Le reproche: Les émissions d'ARD, ZDF, MDR, etc. ont une inclinaison à gauche, d'autres voix sont étouffées ou dépeintes négativement.
Les personnes concernées réagissent au vent contraire. Mais autrement que prévu. Au lieu de chercher l'équilibre et l'objectivité, elles confirment même les critiques.
Le NDR met au placard la présentatrice Julia Ruhs, qui se déclare elle-même "pas de gauche" et traite intentionnellement dans son magazine "Klar" des sujets souhaités par des cercles conservateurs, par exemple la migration. Personne ne peut lui reprocher des erreurs professionnelles. Mais l'accusation de servir un public "de droite" a suffi pour son éviction.
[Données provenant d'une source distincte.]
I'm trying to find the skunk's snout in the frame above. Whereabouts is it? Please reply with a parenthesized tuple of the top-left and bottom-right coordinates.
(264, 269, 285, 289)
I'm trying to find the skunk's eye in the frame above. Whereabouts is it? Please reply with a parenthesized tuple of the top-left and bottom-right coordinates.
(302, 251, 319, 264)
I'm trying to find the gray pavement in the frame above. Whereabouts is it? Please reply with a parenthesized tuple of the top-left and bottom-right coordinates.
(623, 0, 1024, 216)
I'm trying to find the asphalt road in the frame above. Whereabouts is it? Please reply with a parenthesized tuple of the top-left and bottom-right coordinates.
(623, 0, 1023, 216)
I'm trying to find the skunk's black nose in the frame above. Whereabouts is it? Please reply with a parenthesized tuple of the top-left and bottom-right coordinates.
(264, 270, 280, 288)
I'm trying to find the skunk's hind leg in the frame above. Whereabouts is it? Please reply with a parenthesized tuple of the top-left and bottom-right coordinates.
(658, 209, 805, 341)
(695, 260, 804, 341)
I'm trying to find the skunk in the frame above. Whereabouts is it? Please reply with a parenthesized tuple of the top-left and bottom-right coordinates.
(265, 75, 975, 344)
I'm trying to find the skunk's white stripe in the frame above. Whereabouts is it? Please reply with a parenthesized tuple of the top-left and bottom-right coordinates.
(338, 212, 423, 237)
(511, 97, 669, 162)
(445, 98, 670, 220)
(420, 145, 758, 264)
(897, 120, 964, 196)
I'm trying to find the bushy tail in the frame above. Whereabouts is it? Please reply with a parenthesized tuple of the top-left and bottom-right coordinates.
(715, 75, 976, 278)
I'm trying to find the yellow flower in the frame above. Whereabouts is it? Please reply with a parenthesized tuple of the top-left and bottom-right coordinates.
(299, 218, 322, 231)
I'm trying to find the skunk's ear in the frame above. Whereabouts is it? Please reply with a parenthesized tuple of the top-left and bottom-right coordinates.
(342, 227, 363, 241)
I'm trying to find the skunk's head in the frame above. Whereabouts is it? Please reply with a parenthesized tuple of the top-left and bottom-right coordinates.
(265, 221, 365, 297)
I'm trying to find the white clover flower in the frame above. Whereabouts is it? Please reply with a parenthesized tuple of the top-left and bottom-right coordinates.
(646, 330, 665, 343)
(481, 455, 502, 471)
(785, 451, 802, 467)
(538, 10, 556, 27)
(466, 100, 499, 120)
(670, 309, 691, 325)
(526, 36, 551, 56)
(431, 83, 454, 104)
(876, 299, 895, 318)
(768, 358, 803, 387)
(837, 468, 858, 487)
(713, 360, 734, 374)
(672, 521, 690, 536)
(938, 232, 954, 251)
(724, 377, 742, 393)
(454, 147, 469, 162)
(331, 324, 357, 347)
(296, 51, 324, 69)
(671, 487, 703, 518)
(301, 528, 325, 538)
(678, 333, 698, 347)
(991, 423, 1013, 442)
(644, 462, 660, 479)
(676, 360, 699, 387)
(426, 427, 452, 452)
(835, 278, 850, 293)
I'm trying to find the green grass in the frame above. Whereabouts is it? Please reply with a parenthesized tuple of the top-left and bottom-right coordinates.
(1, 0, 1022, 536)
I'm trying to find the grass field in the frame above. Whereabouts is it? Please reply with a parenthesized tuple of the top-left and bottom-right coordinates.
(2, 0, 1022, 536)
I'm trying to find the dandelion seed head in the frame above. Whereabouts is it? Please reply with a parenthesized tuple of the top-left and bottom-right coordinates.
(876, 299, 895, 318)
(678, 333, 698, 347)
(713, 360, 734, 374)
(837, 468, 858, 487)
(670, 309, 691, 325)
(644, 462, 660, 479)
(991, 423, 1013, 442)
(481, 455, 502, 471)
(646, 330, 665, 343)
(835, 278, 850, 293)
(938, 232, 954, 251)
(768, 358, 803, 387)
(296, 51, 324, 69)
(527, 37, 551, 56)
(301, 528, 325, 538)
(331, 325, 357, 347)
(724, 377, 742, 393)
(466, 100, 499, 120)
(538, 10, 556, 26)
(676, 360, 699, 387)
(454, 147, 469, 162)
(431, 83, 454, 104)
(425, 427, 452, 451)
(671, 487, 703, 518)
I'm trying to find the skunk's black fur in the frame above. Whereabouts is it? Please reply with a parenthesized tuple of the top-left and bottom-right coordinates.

Il en est autrement pour les gens de la télé qui restent dans le rang. La présentatrice de ZDF Dunja Hayali a relativisé devant la caméra le meurtre de l'activiste politique américain Charlie Kirk, en l'associant à une avalanche de termes de lutte non prouvés. Ses déclarations étaient "souvent abominables, racistes, sexistes et inhumaines".
Ou Elmar Thevessen, correspondant aux États-Unis, également de ZDF, qui a propagé des mensonges en direct dans l'émission "Markus Lanz". Charlie Kirk aurait demandé de "lapider les homosexuels" – une accusation aussi insensée qu'inexacte.
Hayali est toujours devant la caméra, Thevessen est toujours à Washington. Alors que Julia Ruhs continue gracieusement de pouvoir présenter l'émission "Klar", que produit la Bayerischer Rundfunk. Au NDR, une "lettre de protestation" de 250 employés, pour qui une seule voix non-gauche dans la chaîne était déjà de trop, a suffi pour son licenciement.
Les radiodiffusions publiques en Allemagne font actuellement le travail de leurs critiques. Elles prouvent leur unilatéralité et leur refus de se réformer, elles-mêmes.